A Brief History of Peanut Butter (And How It Changed My Life)

“OIL SEPARATION IS NATURAL—JUST STIR AND ENJOY” For those who also love peanut butter, you might recognize this informative directive from the lid of Smuckers’ Natural Peanut Butter, printed in white font, encircling a recipe for Peanut Butter Butterscotch Mounds. 

The first time I ever bought this brand of PB, I thought, "why are they yelling?" and immediately after, I imagined that the 1-800-number on the label must have had gotten so much heat from people who weren’t expecting their peanut butter to separate that the company felt it necessary to spell it out, right there on the lid. 

It makes me smile every time now, that Smuckers would think to ease people’s anxieties preemptively: “Look, I know you all are used to the hydrogenated stuff. Just so you know, when you open this jar, things will look kind of funny. It’s okay—it’s going to be okay. Just stir and enjoy. (Also, PLEASE don’t call the 1-800-number).” 

I knew to expect it would be oily in there—they did a good job of overpreparing me, with their loud, yet oddly comforting label. But the way this prompted me to normalize the separation I experience—the things I have to do to stir my messy, crunchy life up and enjoy it—that’s something I didn’t expect to learn from a bossy jar of peanut butter.  

 

The way this prompted me to normalize the separation I experience—the things I have to do to stir my messy, crunchy life up and enjoy it—that’s something I didn’t expect to learn from a bossy jar of peanut butter.  

 

You’ve gotten a glance at what’s on the lid thus far, directives and recipes galore, (and a little peek into the messiness of my life, too), but there’s a whole lot else under that steel lid to learn from: messy, chunky, rich, at times quirky, and revolutionary history. 

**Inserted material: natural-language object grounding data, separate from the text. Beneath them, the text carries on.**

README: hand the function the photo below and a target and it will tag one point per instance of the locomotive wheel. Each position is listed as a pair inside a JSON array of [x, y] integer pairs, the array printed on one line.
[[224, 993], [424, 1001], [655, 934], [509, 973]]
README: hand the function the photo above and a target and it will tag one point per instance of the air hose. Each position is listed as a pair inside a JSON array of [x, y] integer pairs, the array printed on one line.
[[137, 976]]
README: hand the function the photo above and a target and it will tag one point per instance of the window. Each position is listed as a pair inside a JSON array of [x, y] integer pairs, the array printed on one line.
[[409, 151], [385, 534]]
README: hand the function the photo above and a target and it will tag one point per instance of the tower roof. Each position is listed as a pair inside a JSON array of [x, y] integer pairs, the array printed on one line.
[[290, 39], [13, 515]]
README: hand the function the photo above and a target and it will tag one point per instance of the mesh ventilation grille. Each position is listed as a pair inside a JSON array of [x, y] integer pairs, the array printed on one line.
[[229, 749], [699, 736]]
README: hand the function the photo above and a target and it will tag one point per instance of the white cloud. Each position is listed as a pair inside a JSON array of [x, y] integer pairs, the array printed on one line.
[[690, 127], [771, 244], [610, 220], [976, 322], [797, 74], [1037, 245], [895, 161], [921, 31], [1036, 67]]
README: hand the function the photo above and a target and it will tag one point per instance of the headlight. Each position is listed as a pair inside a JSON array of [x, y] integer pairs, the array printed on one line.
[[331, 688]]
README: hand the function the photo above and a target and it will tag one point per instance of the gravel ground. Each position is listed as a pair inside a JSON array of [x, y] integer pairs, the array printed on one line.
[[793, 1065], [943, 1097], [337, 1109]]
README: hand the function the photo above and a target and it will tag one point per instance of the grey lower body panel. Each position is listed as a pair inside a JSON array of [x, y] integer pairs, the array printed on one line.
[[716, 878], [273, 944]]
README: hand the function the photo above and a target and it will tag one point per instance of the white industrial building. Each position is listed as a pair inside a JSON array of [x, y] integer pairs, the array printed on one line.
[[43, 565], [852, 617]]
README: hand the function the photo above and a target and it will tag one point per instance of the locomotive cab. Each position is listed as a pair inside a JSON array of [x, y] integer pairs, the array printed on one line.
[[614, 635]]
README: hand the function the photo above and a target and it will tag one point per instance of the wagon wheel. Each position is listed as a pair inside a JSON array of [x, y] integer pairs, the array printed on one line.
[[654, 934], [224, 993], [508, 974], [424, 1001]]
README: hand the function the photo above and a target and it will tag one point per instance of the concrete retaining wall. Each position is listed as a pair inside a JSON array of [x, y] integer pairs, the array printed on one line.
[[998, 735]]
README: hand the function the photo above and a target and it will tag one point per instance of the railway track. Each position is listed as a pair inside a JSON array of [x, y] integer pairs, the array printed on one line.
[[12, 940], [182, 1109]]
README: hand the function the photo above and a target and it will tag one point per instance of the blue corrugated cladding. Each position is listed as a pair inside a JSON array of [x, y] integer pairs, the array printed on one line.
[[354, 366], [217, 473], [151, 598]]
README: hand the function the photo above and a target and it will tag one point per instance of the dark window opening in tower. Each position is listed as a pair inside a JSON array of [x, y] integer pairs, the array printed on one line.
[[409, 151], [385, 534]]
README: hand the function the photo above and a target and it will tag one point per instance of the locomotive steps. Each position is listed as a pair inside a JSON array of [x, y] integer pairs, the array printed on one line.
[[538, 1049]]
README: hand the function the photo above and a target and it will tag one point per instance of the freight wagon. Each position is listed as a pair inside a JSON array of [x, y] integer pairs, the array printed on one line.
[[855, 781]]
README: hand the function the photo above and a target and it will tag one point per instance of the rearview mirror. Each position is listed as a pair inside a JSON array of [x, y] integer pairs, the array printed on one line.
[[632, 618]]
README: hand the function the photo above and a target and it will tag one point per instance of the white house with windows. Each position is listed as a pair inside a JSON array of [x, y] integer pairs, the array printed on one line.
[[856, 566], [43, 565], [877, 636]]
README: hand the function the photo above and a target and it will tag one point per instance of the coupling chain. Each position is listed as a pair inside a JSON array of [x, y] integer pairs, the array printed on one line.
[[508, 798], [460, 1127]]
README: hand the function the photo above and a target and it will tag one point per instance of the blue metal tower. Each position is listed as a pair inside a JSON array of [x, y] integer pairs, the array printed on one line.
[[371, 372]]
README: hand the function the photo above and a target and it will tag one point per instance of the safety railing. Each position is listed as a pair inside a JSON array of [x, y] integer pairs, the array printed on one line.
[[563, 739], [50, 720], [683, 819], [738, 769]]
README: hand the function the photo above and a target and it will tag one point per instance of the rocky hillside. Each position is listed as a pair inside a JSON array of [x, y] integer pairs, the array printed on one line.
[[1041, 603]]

Take this for example: in the mid-1890s, Dr. John Harvey Kellogg, inventor of the cornflake and creator of Kellogg Cereal, also happened to be the first ever patentor of peanut butter in its more primary form. And oh, by the way: he also was an avid anti-sex addiction advocate, Kellogg thought peanut butter and other meat substitutes might “cure” sex addiction (who knew, right?). Kellogg’s anti-sex addiction cause, fueled not just one, but several of his most infamous, and arguably (probably intentionally) boring, inventions. Luckily, Kellogg’s work preceded World War I, a time when folks turned to peanut butter to keep them satiated in the face of hunger. But this certainly isn’t the whole story of the dearly beloved, deeply American household staple. 

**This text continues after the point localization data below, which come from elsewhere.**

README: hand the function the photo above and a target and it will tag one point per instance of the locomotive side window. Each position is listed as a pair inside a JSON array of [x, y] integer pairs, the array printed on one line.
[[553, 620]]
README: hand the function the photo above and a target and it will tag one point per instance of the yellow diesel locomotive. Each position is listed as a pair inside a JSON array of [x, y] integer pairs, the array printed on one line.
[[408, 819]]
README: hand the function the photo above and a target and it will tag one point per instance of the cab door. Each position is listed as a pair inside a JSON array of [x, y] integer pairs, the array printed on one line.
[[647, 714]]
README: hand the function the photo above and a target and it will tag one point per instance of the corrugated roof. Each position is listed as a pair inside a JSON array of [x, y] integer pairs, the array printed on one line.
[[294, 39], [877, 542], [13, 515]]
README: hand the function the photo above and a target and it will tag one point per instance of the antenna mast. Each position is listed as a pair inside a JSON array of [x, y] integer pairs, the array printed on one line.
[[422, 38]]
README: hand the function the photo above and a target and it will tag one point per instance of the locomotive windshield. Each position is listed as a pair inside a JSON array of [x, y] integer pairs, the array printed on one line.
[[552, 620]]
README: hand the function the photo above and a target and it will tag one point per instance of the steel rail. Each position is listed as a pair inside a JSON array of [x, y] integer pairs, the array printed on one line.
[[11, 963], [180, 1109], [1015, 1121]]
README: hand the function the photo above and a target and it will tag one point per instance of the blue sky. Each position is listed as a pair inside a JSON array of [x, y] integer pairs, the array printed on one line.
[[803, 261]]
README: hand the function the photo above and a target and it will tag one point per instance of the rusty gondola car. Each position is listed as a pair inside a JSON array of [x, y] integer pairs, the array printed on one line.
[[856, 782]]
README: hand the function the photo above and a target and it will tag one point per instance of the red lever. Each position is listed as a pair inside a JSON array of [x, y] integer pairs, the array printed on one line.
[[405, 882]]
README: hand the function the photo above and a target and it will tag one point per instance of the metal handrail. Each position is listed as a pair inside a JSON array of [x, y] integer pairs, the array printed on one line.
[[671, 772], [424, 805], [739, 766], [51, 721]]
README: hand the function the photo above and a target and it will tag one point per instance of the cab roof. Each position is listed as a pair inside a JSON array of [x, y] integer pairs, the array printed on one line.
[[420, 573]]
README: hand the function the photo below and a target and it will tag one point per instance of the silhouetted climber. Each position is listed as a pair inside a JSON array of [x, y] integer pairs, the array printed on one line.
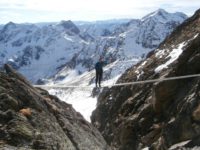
[[99, 71]]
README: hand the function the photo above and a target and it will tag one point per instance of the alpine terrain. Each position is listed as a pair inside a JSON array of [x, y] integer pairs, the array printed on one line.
[[159, 115]]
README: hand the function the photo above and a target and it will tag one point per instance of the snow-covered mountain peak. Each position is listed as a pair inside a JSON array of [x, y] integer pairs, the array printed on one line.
[[69, 25], [164, 16]]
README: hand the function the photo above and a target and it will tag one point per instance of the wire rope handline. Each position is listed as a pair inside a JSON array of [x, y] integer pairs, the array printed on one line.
[[123, 84]]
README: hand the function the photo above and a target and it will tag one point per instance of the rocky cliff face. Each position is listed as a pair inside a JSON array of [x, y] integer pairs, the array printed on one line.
[[30, 118], [161, 114]]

Pre-dating Kellogg’s contribution to American culture and modern peanut butter is George Washington Carver. Disheartened by cotton monocropping and subsequent soil depletion in Alabama, Carver sought a crop that would be restorative to the soil, to Black farmers, and to the American South: the peanut. Carver’s work was integral to the environmental justice movement; his methodology looked to the land to solve the problems constraining the lives and livelihoods of Black farmers, creating sustainable options for the seemingly optionless. Loving and respecting the land, through resourcefulness and sustainability, would offer Black farmers—let alone the rest of the country and world—the gifts of option, the gifts of revolution, and the gifts of peanuts.

 

Loving and respecting the land, through resourcefulness and sustainability, would offer Black farmers—let alone the rest of the country and world—the gifts of option, the gifts of revolution, and the gifts of peanuts.

 

And so, this is the backdrop from which I would come to love natural peanut butter. It’s the food of option, and of sticky cultural complexity. For some, peanut butter represents the ways people hunkered down during times of scarcity, or the ways they challenged sex addiction, and the story of restoration for Black farmers and the land of this country.

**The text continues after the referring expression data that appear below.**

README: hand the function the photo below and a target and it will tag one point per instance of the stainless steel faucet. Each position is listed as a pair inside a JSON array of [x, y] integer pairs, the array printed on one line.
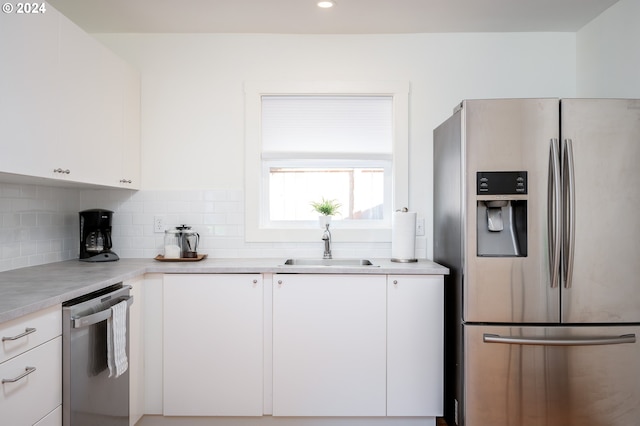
[[326, 237]]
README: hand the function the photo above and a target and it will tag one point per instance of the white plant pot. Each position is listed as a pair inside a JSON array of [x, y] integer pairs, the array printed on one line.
[[324, 221]]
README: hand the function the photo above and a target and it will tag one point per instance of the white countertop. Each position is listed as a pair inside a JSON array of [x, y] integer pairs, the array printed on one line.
[[26, 290]]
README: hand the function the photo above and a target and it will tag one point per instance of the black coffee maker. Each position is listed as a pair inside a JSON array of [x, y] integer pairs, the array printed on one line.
[[95, 236]]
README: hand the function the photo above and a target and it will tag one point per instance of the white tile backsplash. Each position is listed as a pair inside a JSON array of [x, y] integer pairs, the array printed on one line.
[[40, 225]]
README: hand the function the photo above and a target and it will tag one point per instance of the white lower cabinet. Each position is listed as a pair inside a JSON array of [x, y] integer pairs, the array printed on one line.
[[54, 418], [329, 345], [31, 369], [32, 384], [415, 321], [213, 345], [136, 351]]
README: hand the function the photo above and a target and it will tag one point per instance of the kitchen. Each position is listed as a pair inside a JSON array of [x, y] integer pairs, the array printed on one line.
[[192, 108]]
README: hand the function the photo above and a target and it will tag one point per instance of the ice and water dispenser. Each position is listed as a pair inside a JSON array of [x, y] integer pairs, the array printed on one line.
[[502, 214]]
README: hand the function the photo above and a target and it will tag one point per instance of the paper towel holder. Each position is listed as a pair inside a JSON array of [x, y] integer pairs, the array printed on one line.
[[393, 259]]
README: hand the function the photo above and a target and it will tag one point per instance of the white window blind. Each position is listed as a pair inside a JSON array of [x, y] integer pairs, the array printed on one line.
[[333, 126]]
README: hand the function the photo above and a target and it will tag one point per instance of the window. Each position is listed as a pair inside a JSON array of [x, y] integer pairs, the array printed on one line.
[[341, 141]]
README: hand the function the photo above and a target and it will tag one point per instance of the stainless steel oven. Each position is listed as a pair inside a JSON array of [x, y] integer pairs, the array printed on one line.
[[90, 395]]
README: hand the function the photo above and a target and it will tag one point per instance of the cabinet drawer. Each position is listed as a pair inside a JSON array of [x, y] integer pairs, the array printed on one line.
[[27, 332], [32, 397]]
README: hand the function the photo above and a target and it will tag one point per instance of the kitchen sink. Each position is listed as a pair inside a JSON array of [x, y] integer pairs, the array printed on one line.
[[328, 262]]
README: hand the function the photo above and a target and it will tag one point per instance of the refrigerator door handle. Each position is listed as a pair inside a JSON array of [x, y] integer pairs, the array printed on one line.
[[554, 212], [568, 182], [563, 341]]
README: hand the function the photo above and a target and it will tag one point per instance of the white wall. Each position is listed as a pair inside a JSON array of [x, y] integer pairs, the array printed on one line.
[[608, 53], [192, 90]]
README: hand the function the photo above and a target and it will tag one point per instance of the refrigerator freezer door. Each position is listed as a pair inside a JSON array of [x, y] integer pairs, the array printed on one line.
[[588, 382], [605, 140], [509, 135]]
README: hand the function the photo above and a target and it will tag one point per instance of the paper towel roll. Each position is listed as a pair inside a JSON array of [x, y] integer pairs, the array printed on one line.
[[403, 237]]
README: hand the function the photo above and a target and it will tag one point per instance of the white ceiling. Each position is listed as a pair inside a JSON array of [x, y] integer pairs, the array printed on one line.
[[347, 17]]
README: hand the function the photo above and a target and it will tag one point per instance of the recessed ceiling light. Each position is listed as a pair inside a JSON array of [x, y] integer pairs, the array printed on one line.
[[326, 4]]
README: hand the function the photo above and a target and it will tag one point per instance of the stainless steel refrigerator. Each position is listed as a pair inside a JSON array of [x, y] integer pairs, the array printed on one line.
[[537, 215]]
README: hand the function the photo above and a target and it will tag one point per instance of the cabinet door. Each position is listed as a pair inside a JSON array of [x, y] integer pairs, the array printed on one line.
[[54, 418], [91, 125], [29, 92], [329, 345], [130, 175], [415, 345], [136, 351], [31, 384], [213, 345]]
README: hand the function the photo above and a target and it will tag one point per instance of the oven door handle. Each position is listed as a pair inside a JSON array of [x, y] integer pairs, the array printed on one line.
[[88, 320]]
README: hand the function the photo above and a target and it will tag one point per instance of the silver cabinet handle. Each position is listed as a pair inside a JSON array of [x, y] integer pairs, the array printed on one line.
[[27, 331], [97, 317], [563, 341], [570, 214], [27, 371], [553, 213]]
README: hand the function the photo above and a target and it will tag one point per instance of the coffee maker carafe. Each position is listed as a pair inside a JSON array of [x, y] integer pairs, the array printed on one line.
[[95, 236]]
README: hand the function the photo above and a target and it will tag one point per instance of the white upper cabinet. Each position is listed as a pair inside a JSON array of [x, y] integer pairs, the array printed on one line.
[[29, 77], [71, 106]]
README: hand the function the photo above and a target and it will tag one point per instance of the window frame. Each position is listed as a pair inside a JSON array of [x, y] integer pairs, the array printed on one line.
[[255, 198]]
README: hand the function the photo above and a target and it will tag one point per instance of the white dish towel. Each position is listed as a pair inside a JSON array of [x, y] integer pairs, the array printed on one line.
[[117, 340]]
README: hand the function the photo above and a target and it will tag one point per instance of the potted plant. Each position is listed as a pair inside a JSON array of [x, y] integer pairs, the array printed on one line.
[[326, 208]]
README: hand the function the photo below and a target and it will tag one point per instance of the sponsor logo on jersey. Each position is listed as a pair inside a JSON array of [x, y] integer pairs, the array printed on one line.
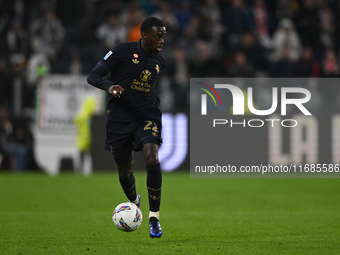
[[145, 75], [107, 55]]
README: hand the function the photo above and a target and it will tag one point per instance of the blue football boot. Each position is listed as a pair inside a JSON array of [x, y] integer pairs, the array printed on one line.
[[155, 228]]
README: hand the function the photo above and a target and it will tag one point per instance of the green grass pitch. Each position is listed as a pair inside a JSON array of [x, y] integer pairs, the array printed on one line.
[[71, 214]]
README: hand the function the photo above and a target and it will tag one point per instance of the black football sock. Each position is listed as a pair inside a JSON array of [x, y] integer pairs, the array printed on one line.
[[129, 187], [154, 184]]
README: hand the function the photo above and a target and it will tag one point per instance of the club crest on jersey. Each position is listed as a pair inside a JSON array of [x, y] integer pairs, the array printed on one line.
[[107, 55], [145, 75]]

And for those of us with too many options (Crunchy or Smooth? Grad School or Gap Year?), the simple directive inscribed on its lid is very much welcome. On its own, the message is a plain instruction, but given the deep and diverse history of peanuts and peanut butter, “OIL SEPARATION IS NATURAL—JUST STIR AND ENJOY” reminds me of this: there were people in the world who have laid the groundwork for me to be able to just stir and enjoy, and for them, for the land, I am deeply grateful.